AgentAlign: Misalignment-Adapted Multi-Agent Perception for Resilient Inter-Agent Sensor Correlations
Zonglin Meng, Yun Zhang, Zhaoliang Zheng, Zhihao Zhao, Jiaqi Ma
TL;DR
AgentAlign tackles the fragility of inter-agent sensor correlations in real-world cooperative perception by introducing a cross-modality feature alignment space (CFAS) and a heterogeneous agent feature alignment (HAFA) mechanism to adaptively harmonize multi-modal features across diverse V2X agents. The framework densifies LiDAR-Camera interactions through a depth variation map and attention-guided fusion, enabling resilient inter-agent sensing under multifactorial noise.

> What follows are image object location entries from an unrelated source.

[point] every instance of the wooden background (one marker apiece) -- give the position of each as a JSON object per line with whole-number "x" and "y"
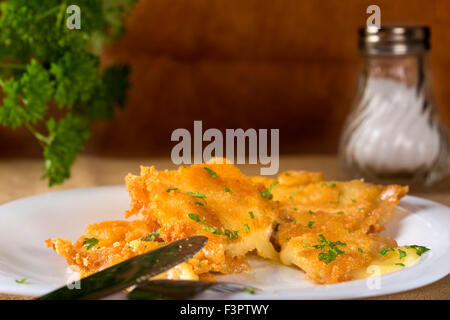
{"x": 288, "y": 64}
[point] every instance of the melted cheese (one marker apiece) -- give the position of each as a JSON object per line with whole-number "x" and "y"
{"x": 389, "y": 263}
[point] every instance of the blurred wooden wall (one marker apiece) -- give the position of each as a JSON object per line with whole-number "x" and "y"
{"x": 288, "y": 64}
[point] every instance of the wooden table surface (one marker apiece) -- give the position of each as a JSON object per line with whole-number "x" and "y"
{"x": 21, "y": 177}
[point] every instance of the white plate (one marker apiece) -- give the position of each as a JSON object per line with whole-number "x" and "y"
{"x": 26, "y": 223}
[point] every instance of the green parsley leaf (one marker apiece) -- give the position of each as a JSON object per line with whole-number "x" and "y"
{"x": 401, "y": 253}
{"x": 333, "y": 250}
{"x": 151, "y": 237}
{"x": 419, "y": 249}
{"x": 212, "y": 174}
{"x": 385, "y": 251}
{"x": 196, "y": 217}
{"x": 44, "y": 64}
{"x": 90, "y": 242}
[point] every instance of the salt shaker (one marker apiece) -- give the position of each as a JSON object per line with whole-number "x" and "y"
{"x": 394, "y": 132}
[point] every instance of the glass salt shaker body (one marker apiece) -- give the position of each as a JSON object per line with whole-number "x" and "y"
{"x": 394, "y": 133}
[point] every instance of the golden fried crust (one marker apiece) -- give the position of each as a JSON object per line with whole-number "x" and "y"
{"x": 359, "y": 250}
{"x": 339, "y": 211}
{"x": 173, "y": 198}
{"x": 118, "y": 241}
{"x": 216, "y": 200}
{"x": 369, "y": 207}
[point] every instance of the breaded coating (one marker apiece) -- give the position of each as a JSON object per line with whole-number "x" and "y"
{"x": 213, "y": 200}
{"x": 365, "y": 206}
{"x": 117, "y": 241}
{"x": 325, "y": 228}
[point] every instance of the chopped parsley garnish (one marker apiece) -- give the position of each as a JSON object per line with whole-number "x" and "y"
{"x": 21, "y": 281}
{"x": 197, "y": 195}
{"x": 250, "y": 290}
{"x": 212, "y": 173}
{"x": 151, "y": 237}
{"x": 196, "y": 217}
{"x": 90, "y": 242}
{"x": 385, "y": 251}
{"x": 267, "y": 194}
{"x": 401, "y": 253}
{"x": 419, "y": 249}
{"x": 333, "y": 250}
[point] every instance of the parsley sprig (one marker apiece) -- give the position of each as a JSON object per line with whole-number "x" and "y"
{"x": 267, "y": 194}
{"x": 333, "y": 250}
{"x": 43, "y": 63}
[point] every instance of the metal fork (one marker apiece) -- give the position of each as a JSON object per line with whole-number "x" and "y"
{"x": 183, "y": 289}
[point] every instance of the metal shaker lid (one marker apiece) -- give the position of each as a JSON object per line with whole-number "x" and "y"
{"x": 394, "y": 40}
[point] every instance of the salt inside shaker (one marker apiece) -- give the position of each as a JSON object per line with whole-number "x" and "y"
{"x": 394, "y": 132}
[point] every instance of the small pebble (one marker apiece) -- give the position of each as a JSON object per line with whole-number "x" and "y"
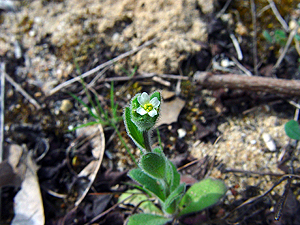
{"x": 181, "y": 132}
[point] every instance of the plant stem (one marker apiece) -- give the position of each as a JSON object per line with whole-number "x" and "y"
{"x": 123, "y": 142}
{"x": 147, "y": 140}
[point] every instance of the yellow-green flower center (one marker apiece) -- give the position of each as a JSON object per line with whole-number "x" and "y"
{"x": 148, "y": 107}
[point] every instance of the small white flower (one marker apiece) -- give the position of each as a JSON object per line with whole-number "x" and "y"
{"x": 147, "y": 105}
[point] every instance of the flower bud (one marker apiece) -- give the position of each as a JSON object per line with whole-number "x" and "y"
{"x": 145, "y": 110}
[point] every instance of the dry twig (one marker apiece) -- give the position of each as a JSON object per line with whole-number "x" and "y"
{"x": 253, "y": 12}
{"x": 21, "y": 90}
{"x": 286, "y": 47}
{"x": 278, "y": 16}
{"x": 254, "y": 83}
{"x": 103, "y": 65}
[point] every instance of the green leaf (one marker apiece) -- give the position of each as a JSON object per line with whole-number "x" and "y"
{"x": 280, "y": 37}
{"x": 147, "y": 219}
{"x": 154, "y": 164}
{"x": 292, "y": 129}
{"x": 148, "y": 183}
{"x": 170, "y": 205}
{"x": 202, "y": 195}
{"x": 138, "y": 198}
{"x": 132, "y": 130}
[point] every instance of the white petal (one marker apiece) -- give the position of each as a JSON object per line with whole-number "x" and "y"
{"x": 154, "y": 101}
{"x": 143, "y": 98}
{"x": 141, "y": 111}
{"x": 152, "y": 113}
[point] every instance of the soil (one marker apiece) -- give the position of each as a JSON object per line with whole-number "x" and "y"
{"x": 234, "y": 135}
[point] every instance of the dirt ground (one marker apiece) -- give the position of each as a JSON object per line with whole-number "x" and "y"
{"x": 126, "y": 47}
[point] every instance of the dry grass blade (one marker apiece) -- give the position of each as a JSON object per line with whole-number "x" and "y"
{"x": 96, "y": 69}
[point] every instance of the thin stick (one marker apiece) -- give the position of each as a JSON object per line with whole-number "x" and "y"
{"x": 21, "y": 90}
{"x": 278, "y": 16}
{"x": 2, "y": 93}
{"x": 224, "y": 8}
{"x": 103, "y": 65}
{"x": 286, "y": 47}
{"x": 236, "y": 46}
{"x": 241, "y": 67}
{"x": 254, "y": 83}
{"x": 253, "y": 12}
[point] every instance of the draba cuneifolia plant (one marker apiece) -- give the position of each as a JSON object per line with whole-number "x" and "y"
{"x": 156, "y": 175}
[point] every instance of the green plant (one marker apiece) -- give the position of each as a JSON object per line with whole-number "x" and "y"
{"x": 157, "y": 175}
{"x": 292, "y": 130}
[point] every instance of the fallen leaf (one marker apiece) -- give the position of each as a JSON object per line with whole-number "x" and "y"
{"x": 7, "y": 175}
{"x": 29, "y": 209}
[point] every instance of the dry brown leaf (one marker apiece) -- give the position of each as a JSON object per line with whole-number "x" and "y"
{"x": 29, "y": 209}
{"x": 170, "y": 111}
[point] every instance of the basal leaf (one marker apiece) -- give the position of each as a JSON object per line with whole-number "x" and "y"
{"x": 132, "y": 130}
{"x": 148, "y": 182}
{"x": 147, "y": 219}
{"x": 174, "y": 197}
{"x": 139, "y": 199}
{"x": 292, "y": 129}
{"x": 202, "y": 195}
{"x": 154, "y": 164}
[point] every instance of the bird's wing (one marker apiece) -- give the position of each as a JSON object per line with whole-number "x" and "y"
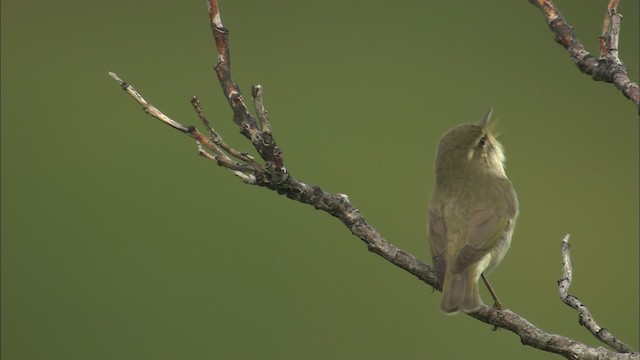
{"x": 438, "y": 242}
{"x": 486, "y": 227}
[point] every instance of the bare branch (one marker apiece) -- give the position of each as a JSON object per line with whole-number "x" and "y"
{"x": 273, "y": 175}
{"x": 608, "y": 68}
{"x": 585, "y": 317}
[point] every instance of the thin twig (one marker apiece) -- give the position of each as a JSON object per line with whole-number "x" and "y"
{"x": 585, "y": 317}
{"x": 217, "y": 139}
{"x": 256, "y": 93}
{"x": 608, "y": 69}
{"x": 275, "y": 177}
{"x": 147, "y": 107}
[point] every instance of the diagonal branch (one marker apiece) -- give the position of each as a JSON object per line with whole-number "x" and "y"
{"x": 585, "y": 317}
{"x": 274, "y": 176}
{"x": 608, "y": 67}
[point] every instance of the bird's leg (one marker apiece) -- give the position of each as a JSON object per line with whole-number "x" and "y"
{"x": 496, "y": 303}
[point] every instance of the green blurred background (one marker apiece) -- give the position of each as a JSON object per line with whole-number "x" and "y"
{"x": 119, "y": 242}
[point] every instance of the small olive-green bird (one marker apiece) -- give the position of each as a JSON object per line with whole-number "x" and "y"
{"x": 472, "y": 214}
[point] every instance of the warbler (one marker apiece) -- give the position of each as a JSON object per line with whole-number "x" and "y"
{"x": 472, "y": 214}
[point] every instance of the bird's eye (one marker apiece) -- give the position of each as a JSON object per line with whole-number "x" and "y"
{"x": 483, "y": 141}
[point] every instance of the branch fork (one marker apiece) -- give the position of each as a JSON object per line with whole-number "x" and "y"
{"x": 272, "y": 174}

A novel V2XSet-Noise dataset is built to systematically evaluate robustness to calibration errors, wind-induced vibration, perspective distortions, time synchronization, and systematic biases. Empirical results on V2X-Real and V2XSet-Noise benchmarks demonstrate state-of-the-art performance and strong robustness, supported by extensive ablations that isolate the contribution of CFAS, HAFA, and depth-based alignment. The work advances practical cooperative perception for autonomous infrastructure and vehicles and provides a controllable evaluation platform for real-world sensor imperfections.
Abstract
Cooperative perception has attracted wide attention given its capability to leverage shared information across connected automated vehicles (CAVs) and smart infrastructures to address sensing occlusion and range limitation issues. However, existing research overlooks the fragile multi-sensor correlations in multi-agent settings, as the heterogeneous agent sensor measurements are highly susceptible to environmental factors, leading to weakened inter-agent sensor interactions. The varying operational conditions and other real-world factors inevitably introduce multifactorial noise and consequentially lead to multi-sensor misalignment, making the deployment of multi-agent multi-modality perception particularly challenging in the real world. In this paper, we propose AgentAlign, a real-world heterogeneous agent cross-modality feature alignment framework, to effectively address these multi-modality misalignment issues. Our method introduces a cross-modality feature alignment space (CFAS) and heterogeneous agent feature alignment (HAFA) mechanism to harmonize multi-modality features across various agents dynamically. Additionally, we present a novel V2XSet-noise dataset that simulates realistic sensor imperfections under diverse environmental conditions, facilitating a systematic evaluation of our approach's robustness. Extensive experiments on the V2X-Real and V2XSet-Noise benchmarks demonstrate that our framework achieves state-of-the-art performance, underscoring its potential for real-world applications in cooperative autonomous driving. The controllable V2XSet-Noise dataset and generation pipeline will be released in the future.